Set on the Island of Hydra, Charmain Clift and George Johnston have left behind the post war years of Sydney to follow their dream; to live away from the madness of city life, to return to the simple pleasures and to give their children and their writing time to grow and mature.
Told through the eyes of their oldest son Martin, the years of what turned out to be almost exile on Hydra, paints a fascinating canvas of passion, talent, jealously, obsession and in the final years and days of their life together, illness and alcoholism.
Charmain dreamed of being free, being able to write, to dream and to fly in her new life on Hydra; George wanted the simple life after the years spent as a War Correspondent, a life where his children could grow without the trappings of a more mercenary civilisation.
Being the first artists to escape into a modern bohemian lifestyle on Hydra, they were the beginning of an eclectic group who discovered Hydra, believing it to be a place where talent would blossom, that daily life was simple, wholesome and achievable.; sadly this dream turned out to be far less than the shining vision once held.
Facing poverty, struggling to write the ‘great’ novel, deteriorating health and the crumbling of the dream, George finally begins to write what was to become the award wining novel My Brother Jack, and then the follow-up novel Clean Straw for Nothing.
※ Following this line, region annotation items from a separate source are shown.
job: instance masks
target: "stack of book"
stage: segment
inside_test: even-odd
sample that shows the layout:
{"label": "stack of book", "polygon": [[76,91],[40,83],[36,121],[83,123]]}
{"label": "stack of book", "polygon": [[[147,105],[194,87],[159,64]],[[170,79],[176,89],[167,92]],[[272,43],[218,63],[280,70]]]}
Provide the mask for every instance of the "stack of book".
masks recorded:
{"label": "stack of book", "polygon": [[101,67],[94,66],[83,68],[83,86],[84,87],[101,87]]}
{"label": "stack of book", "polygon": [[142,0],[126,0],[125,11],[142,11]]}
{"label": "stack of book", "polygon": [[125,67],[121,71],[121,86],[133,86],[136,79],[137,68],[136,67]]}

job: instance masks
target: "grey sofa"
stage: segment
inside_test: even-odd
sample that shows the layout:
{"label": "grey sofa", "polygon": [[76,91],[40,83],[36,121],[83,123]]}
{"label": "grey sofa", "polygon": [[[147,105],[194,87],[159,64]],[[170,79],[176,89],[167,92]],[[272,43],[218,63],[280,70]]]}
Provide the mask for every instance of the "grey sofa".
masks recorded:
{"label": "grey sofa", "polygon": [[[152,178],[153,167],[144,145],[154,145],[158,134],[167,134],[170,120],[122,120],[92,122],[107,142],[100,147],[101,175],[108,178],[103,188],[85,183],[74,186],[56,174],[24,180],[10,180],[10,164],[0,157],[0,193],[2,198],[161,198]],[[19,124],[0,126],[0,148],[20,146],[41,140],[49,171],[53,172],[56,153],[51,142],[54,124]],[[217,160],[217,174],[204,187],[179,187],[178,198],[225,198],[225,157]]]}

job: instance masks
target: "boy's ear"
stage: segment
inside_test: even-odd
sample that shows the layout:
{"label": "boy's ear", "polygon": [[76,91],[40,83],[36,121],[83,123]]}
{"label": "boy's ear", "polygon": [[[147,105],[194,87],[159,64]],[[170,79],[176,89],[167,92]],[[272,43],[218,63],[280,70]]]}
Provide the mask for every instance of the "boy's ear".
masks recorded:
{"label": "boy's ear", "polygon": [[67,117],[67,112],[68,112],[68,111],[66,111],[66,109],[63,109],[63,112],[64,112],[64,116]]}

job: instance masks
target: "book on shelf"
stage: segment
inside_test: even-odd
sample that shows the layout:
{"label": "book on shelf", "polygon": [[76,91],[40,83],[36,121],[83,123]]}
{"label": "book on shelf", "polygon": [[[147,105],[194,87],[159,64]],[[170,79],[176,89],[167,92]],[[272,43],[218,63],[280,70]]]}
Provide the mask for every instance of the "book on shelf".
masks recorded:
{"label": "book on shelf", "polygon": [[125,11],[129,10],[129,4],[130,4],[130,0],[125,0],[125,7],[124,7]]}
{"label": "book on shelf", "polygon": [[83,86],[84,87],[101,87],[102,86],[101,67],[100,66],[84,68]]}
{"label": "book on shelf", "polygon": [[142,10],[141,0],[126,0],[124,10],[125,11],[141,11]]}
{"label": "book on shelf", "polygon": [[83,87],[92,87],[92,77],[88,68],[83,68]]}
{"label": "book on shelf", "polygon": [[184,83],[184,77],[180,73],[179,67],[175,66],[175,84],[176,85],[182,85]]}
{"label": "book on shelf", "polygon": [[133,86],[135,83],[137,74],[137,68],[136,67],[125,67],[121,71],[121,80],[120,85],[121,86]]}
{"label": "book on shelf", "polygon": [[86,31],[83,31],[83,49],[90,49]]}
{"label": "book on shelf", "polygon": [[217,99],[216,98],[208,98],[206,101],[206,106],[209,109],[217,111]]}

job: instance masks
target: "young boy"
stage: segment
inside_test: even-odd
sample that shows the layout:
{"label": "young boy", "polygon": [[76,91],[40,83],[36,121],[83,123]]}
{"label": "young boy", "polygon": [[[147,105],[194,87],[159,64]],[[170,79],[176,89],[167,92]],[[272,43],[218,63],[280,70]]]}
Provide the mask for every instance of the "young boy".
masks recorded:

Charmain never realised her dream of writing her great novel, considering George was the focus and her role was that of midwife to his work.
Their talent was remarkable, their story one of tragedy and despair, their life together one of immense highs and desperate lows.
Performed in March to huge acclaim by the State Theatre Company of South Australia and Queensland Theatre, Sue Smith has captured to perfection a storyline which will remain with both the reader and the audience: a play which could be considered as on its way to becoming a classic piece for intimate theatre.